The Health and Human Services secretary Alex Azar, who was sworn in just one day before, accepted her resignation.

“This morning Secretary Azar accepted Dr. Brenda Fitzgerald’s resignation as Director of the Centers for Disease Control and Prevention,” HHS Spokesman Matt Lloyd said in an emailed statement. “Dr. Fitzgerald owns certain complex financial interests that have imposed a broad recusal limiting her ability to complete all of her duties as the CDC Director. Due to the nature of these financial interests, Dr. Fitzgerald could not divest from them in a definitive time period. After advising Secretary Azar of both the status of the financial interests and the scope of her recusal, Dr. Fitzgerald tendered, and the Secretary accepted, her resignation. The Secretary thanks Dr. Brenda Fitzgerald for her service and wishes her the best in all her endeavors.”

Fitzgerald was appointed CDC director by then-HHS secretary Tom Price in July 2017. She then purchased stock in Japan Tobacco in August 2017, according to a POLITICO report on her investments. She also bought stock in Merck pharmaceutical company, Human health insurance and Bayer Corporation.

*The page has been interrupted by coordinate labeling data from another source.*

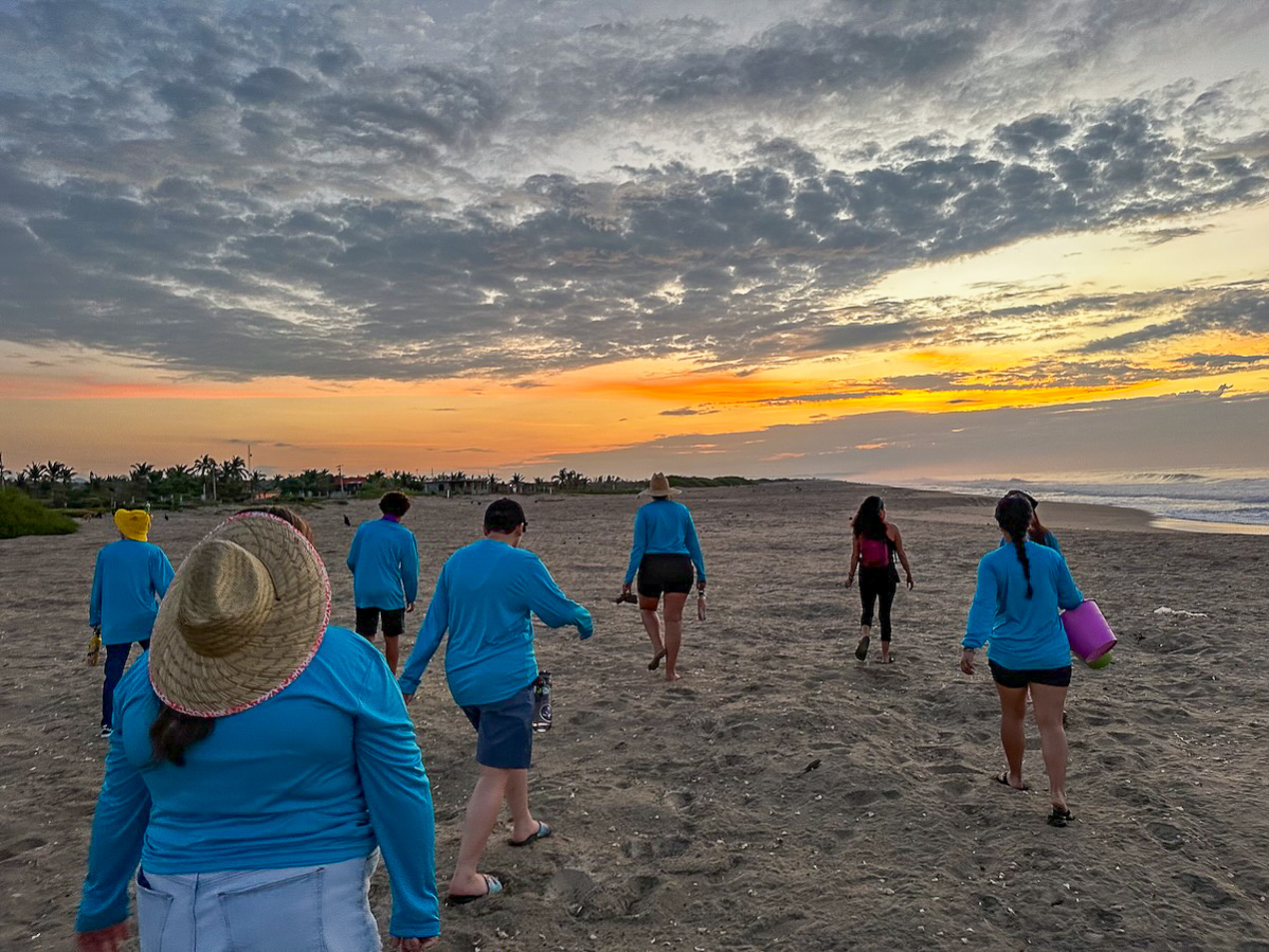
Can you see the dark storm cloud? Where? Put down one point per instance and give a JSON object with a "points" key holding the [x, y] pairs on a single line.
{"points": [[271, 192]]}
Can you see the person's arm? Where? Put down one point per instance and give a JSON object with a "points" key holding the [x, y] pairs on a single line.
{"points": [[94, 599], [399, 800], [693, 542], [854, 558], [114, 849], [638, 544], [982, 614], [353, 549], [431, 633], [549, 603], [160, 572], [410, 570], [1068, 594], [902, 556]]}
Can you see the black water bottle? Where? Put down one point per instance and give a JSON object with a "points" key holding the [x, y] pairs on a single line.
{"points": [[542, 703]]}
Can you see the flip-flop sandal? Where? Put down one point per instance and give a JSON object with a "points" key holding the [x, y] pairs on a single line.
{"points": [[493, 886], [542, 833], [1060, 817]]}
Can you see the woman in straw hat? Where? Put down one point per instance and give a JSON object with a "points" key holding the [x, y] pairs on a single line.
{"points": [[663, 551], [259, 762]]}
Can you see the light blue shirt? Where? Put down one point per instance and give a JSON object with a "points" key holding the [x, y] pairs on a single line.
{"points": [[663, 526], [385, 563], [321, 772], [484, 598], [1021, 633], [128, 580]]}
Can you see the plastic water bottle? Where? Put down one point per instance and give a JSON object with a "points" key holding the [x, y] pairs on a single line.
{"points": [[542, 703]]}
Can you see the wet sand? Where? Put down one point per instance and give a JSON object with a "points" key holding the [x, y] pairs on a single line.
{"points": [[686, 817]]}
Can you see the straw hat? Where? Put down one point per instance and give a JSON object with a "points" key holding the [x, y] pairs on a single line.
{"points": [[243, 618], [658, 487], [133, 523]]}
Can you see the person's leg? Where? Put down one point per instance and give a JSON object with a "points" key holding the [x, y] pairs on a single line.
{"points": [[652, 626], [867, 598], [1013, 731], [1049, 701], [116, 660], [523, 823], [884, 598], [483, 810], [674, 601]]}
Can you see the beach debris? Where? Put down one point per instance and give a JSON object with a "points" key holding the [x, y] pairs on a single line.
{"points": [[1179, 612]]}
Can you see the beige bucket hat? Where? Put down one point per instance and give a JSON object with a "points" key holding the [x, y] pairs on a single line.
{"points": [[243, 618], [658, 487]]}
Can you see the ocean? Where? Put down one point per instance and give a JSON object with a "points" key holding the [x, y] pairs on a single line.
{"points": [[1237, 497]]}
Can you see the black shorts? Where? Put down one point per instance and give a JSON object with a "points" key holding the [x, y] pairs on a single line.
{"points": [[1009, 678], [661, 573], [368, 622]]}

In December 2017, U.S. Sen. Patty Murray D-Wash. wrote to Fitzgerald over concerns about her financial holdings, despite Fitzgerald’s earlier assurances that she had sold stocks presenting a conflict of interest.

Dr. Tom Frieden, Fitzgerald’s predecessor, told AP News in a statement that Fitzgerald said she didn’t know about the purchase of the tobacco stocks, which was conducted by her financial manager.

“I have spoken with Dr. Fitzgerald and believe her when she says that she was unaware that a tobacco company investment had been made, she understands that any affiliation between the tobacco industry and public health is unacceptable, and that when she learned of it, she directed that it be sold,” Frieden said.

Fitzgerald is not the first senior member of HHS to resign amid concerns of improper behavior while serving at the agency, as Price himself resigned as secretary of HHS in September 2017, after his costly travel on charter flights triggered public anger and an internal review.